This is a quarter circle with radius 1. Call the angle of the smaller sector x. By the properties of the unit circle we observe that the red triangle has area 0.5sinx. The red+green sector has area x/(2pi)*pi=x/2. The yellow+green+red triangle has area 0.5tanx. (why?)

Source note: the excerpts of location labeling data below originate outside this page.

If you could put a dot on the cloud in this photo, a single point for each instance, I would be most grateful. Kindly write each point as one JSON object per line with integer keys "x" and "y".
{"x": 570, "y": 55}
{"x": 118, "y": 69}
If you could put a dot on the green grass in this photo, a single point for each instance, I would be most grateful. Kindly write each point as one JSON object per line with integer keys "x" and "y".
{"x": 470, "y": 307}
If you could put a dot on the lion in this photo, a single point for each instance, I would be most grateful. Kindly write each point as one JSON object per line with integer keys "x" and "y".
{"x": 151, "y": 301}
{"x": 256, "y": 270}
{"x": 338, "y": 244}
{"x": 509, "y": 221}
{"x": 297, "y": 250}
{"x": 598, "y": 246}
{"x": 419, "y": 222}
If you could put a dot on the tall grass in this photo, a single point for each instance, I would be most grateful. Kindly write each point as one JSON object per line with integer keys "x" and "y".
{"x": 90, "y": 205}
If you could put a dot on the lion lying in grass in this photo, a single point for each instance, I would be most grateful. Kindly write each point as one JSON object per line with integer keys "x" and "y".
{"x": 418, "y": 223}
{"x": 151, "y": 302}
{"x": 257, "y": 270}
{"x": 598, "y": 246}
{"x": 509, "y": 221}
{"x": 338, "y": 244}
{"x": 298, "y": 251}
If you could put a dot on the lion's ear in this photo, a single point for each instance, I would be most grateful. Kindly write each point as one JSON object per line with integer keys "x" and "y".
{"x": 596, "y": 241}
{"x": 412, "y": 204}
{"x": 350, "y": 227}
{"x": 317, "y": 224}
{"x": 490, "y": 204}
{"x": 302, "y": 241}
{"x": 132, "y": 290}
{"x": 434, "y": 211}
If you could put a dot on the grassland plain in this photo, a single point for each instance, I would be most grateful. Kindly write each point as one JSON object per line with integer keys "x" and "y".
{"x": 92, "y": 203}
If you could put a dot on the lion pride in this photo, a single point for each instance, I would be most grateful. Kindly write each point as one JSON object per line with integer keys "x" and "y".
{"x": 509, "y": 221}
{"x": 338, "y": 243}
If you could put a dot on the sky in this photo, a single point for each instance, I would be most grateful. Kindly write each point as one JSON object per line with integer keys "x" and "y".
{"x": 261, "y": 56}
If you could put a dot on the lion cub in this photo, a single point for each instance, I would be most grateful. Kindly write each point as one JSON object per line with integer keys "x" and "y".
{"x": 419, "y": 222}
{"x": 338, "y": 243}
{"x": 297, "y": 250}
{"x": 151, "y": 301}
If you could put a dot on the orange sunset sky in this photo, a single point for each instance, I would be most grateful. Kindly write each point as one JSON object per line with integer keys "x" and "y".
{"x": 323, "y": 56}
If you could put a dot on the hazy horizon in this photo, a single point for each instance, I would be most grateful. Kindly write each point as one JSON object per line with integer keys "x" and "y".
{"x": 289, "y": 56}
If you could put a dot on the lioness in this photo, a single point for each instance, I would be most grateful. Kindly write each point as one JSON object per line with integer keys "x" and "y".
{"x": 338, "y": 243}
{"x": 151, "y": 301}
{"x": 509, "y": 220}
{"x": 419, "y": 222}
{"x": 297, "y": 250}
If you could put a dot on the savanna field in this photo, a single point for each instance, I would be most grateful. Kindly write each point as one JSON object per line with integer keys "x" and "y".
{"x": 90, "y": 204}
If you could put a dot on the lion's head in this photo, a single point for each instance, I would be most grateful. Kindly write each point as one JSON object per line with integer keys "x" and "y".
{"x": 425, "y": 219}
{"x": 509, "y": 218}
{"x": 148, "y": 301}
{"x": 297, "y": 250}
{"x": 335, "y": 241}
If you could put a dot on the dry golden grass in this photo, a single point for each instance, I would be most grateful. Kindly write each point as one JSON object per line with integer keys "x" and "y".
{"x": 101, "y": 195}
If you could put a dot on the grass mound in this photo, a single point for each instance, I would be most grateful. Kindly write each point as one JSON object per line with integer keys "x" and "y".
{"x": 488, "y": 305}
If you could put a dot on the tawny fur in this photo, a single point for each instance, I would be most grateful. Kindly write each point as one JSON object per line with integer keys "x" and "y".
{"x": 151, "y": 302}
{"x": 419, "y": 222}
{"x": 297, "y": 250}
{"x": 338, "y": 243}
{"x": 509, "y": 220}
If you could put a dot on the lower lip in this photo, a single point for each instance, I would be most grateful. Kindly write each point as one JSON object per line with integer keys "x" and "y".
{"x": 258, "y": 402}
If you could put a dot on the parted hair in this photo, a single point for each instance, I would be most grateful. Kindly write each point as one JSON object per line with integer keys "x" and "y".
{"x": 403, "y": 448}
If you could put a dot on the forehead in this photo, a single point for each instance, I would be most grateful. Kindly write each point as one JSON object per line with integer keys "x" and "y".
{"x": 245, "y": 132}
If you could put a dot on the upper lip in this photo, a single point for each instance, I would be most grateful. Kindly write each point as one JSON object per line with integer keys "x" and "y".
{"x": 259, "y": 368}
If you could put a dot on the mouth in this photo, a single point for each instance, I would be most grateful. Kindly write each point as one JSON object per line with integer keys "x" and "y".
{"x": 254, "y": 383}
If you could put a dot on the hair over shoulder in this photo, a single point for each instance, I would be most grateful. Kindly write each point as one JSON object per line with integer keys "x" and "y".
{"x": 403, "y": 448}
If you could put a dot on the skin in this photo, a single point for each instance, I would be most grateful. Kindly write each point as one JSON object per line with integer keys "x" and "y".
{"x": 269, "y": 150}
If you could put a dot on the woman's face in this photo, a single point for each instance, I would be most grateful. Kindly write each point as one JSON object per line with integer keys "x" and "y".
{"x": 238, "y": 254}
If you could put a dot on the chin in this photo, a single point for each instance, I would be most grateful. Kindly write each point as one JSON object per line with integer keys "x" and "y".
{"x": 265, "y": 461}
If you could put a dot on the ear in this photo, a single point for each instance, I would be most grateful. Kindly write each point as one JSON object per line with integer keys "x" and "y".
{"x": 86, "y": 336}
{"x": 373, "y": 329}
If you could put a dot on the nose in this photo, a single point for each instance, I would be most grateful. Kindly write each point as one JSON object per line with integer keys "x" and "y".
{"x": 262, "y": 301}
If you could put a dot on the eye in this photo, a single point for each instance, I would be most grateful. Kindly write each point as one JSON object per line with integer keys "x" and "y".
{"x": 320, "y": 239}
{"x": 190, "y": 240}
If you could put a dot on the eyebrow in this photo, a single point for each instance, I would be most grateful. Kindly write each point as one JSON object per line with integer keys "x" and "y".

The area of the sector is between that of the two triangles, so we know that, assuming x is not 0:

\begin{array}{l}

 \frac{1}{2}\sin x < \frac{x}{2} < \frac{1}{2}\tan x \\ 

 \sin x < x < \tan x \\ 

 1 < \frac{x}{{\sin x}} < \frac{1}{{\cos x}} \\ 

 \end{array}

By inverting we have:

\begin{array}{l}

 \frac{{\sin x}}{x} < 1 \\ 

 \frac{{\sin x}}{x} > \cos x \\ 

 \cos x < \frac{{\sin x}}{x} < 1 \\ 

 \mathop {\lim }\limits_{x \to 0} \cos x < \mathop {\lim }\limits_{x \to 0} \frac{{\sin x}}{x} < 1 \\ 

 \mathop {\lim }\limits_{x \to 0} \cos x = 1 \\ 

 \end{array}


Since the limit of sinx/x is between that of cos x and 1 and they both tend to 1, by the squeeze theorem sinx/x must tend to 1 also.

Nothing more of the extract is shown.